For some time now I have been following the progress of a mono application called iFolder. Mono is an open source implementation of Microsoft's .NET and there are some interesting tools for it, although (and I consider myself pretty worthy at Linux at this point), unless a tool happens to be packaged for Linux already, I always find that Mono applications are way, wayyyy to hard to build from source on Linux (it never just works), it's like Java in the days of blackdown, only far worse! Mono clearly has a way to go still, I am sure it will get there, but where is the simple distribution that the CLR should enable? I thought that the idea was you should just be able to download one of the .exe files and run it!
Anyway, I did find a packaged version of the iFolder client for Ubuntu Linux, and installed it and it worked. However there is no AMD 64 version, and no packaged iFolder server - and as far as I could see there is no online provider of iFolder hosting right now. I abandoned the attempt as I have a number of times before.
However, I got determined about finding some way of getting an online drive that is Linux friendly. I looked at GMailFS and as best as I can tell, it too is broken right now as well (I got authentication, and the mount was reported as working, but I was denied permission, even as root, to access the gmail drive). I have to say I had my reservations about putting important data into something like this where a simple API change by google could render my data unrecoverable.

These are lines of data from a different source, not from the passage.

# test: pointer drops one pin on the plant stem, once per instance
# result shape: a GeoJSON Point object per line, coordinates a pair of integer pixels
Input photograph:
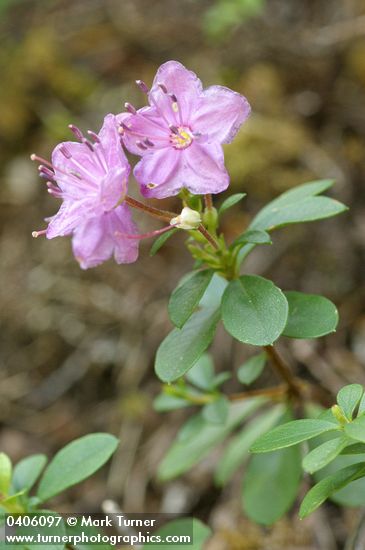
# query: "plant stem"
{"type": "Point", "coordinates": [282, 369]}
{"type": "Point", "coordinates": [154, 212]}
{"type": "Point", "coordinates": [208, 236]}
{"type": "Point", "coordinates": [274, 393]}
{"type": "Point", "coordinates": [208, 202]}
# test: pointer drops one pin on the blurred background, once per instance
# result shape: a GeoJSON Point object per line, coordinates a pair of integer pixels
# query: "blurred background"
{"type": "Point", "coordinates": [77, 347]}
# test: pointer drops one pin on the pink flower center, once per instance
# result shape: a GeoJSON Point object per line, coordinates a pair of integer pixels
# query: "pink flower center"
{"type": "Point", "coordinates": [182, 139]}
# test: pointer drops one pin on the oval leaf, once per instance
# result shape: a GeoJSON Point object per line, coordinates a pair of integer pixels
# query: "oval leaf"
{"type": "Point", "coordinates": [310, 316]}
{"type": "Point", "coordinates": [5, 473]}
{"type": "Point", "coordinates": [254, 310]}
{"type": "Point", "coordinates": [271, 485]}
{"type": "Point", "coordinates": [291, 433]}
{"type": "Point", "coordinates": [324, 454]}
{"type": "Point", "coordinates": [75, 462]}
{"type": "Point", "coordinates": [27, 471]}
{"type": "Point", "coordinates": [329, 485]}
{"type": "Point", "coordinates": [186, 297]}
{"type": "Point", "coordinates": [217, 411]}
{"type": "Point", "coordinates": [198, 437]}
{"type": "Point", "coordinates": [348, 399]}
{"type": "Point", "coordinates": [238, 449]}
{"type": "Point", "coordinates": [251, 369]}
{"type": "Point", "coordinates": [182, 347]}
{"type": "Point", "coordinates": [356, 429]}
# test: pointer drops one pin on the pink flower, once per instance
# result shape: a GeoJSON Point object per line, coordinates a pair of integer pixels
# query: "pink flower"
{"type": "Point", "coordinates": [91, 179]}
{"type": "Point", "coordinates": [180, 135]}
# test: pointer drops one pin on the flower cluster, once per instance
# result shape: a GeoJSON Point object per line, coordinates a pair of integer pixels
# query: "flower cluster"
{"type": "Point", "coordinates": [179, 138]}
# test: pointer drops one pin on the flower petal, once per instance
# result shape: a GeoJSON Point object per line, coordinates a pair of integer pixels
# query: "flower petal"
{"type": "Point", "coordinates": [220, 113]}
{"type": "Point", "coordinates": [146, 124]}
{"type": "Point", "coordinates": [157, 173]}
{"type": "Point", "coordinates": [181, 82]}
{"type": "Point", "coordinates": [97, 240]}
{"type": "Point", "coordinates": [70, 215]}
{"type": "Point", "coordinates": [203, 169]}
{"type": "Point", "coordinates": [110, 144]}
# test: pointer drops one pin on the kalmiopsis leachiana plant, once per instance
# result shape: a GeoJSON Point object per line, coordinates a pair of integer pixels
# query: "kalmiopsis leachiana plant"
{"type": "Point", "coordinates": [179, 138]}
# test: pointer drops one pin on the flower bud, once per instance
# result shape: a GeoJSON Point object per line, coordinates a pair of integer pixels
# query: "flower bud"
{"type": "Point", "coordinates": [188, 219]}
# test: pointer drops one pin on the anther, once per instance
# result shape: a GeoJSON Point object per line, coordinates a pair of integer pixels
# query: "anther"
{"type": "Point", "coordinates": [142, 86]}
{"type": "Point", "coordinates": [94, 136]}
{"type": "Point", "coordinates": [36, 234]}
{"type": "Point", "coordinates": [148, 142]}
{"type": "Point", "coordinates": [174, 129]}
{"type": "Point", "coordinates": [65, 151]}
{"type": "Point", "coordinates": [88, 144]}
{"type": "Point", "coordinates": [129, 107]}
{"type": "Point", "coordinates": [76, 131]}
{"type": "Point", "coordinates": [162, 87]}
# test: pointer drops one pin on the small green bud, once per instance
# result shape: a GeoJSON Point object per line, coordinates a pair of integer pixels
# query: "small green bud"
{"type": "Point", "coordinates": [210, 218]}
{"type": "Point", "coordinates": [338, 414]}
{"type": "Point", "coordinates": [5, 474]}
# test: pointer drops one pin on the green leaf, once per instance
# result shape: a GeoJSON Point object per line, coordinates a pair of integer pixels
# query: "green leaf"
{"type": "Point", "coordinates": [5, 473]}
{"type": "Point", "coordinates": [271, 485]}
{"type": "Point", "coordinates": [57, 530]}
{"type": "Point", "coordinates": [202, 373]}
{"type": "Point", "coordinates": [288, 209]}
{"type": "Point", "coordinates": [221, 378]}
{"type": "Point", "coordinates": [217, 411]}
{"type": "Point", "coordinates": [198, 437]}
{"type": "Point", "coordinates": [354, 449]}
{"type": "Point", "coordinates": [183, 347]}
{"type": "Point", "coordinates": [182, 527]}
{"type": "Point", "coordinates": [291, 433]}
{"type": "Point", "coordinates": [165, 402]}
{"type": "Point", "coordinates": [361, 406]}
{"type": "Point", "coordinates": [329, 485]}
{"type": "Point", "coordinates": [238, 449]}
{"type": "Point", "coordinates": [186, 297]}
{"type": "Point", "coordinates": [27, 471]}
{"type": "Point", "coordinates": [251, 369]}
{"type": "Point", "coordinates": [254, 236]}
{"type": "Point", "coordinates": [160, 241]}
{"type": "Point", "coordinates": [324, 454]}
{"type": "Point", "coordinates": [75, 462]}
{"type": "Point", "coordinates": [300, 204]}
{"type": "Point", "coordinates": [310, 315]}
{"type": "Point", "coordinates": [230, 201]}
{"type": "Point", "coordinates": [356, 429]}
{"type": "Point", "coordinates": [254, 310]}
{"type": "Point", "coordinates": [348, 399]}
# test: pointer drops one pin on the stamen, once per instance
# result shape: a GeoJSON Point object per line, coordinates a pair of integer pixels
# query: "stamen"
{"type": "Point", "coordinates": [40, 159]}
{"type": "Point", "coordinates": [46, 172]}
{"type": "Point", "coordinates": [88, 144]}
{"type": "Point", "coordinates": [36, 234]}
{"type": "Point", "coordinates": [142, 86]}
{"type": "Point", "coordinates": [65, 151]}
{"type": "Point", "coordinates": [76, 131]}
{"type": "Point", "coordinates": [129, 107]}
{"type": "Point", "coordinates": [163, 87]}
{"type": "Point", "coordinates": [94, 136]}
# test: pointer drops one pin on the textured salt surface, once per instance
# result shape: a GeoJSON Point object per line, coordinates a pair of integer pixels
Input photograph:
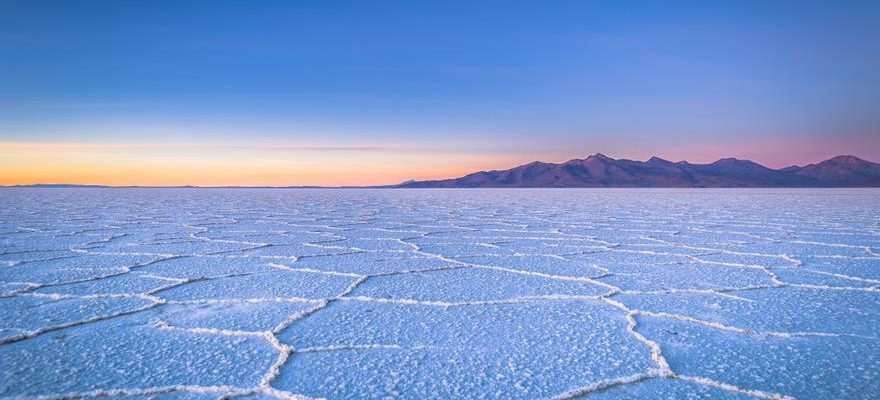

Then I hit upon AMD Live Data Vault after a bit of searching, and I have finally found a really good solution to the issue of an online drive for Linux. The free version offers 25 gigs of storage, and a maximum file upload size of 25 Megs. There are limits to how much you can download each month, so it's not really a good transfer medium, but for off-site backups this rules.
Security features seem a bit lacking, but you can easily just encrypt your files before you put them up there - I use OpenSSL for this:
openssl enc -aes-256-cbc -salt -in
and to decrypt
openssl enc -d -aes-256-cbc -in
These will ask you for a password when they run - choose one for encryption and remember it cos otherwise you won't be able to decrypt
Between that and the archiving tools built into ubuntu I feel safe storing even very sensitive files on the online drive, and it's great to have the peace of mind of an online backup.
They sell accounts too, with more storage and download capability, but 25 gigs is ample for me for now.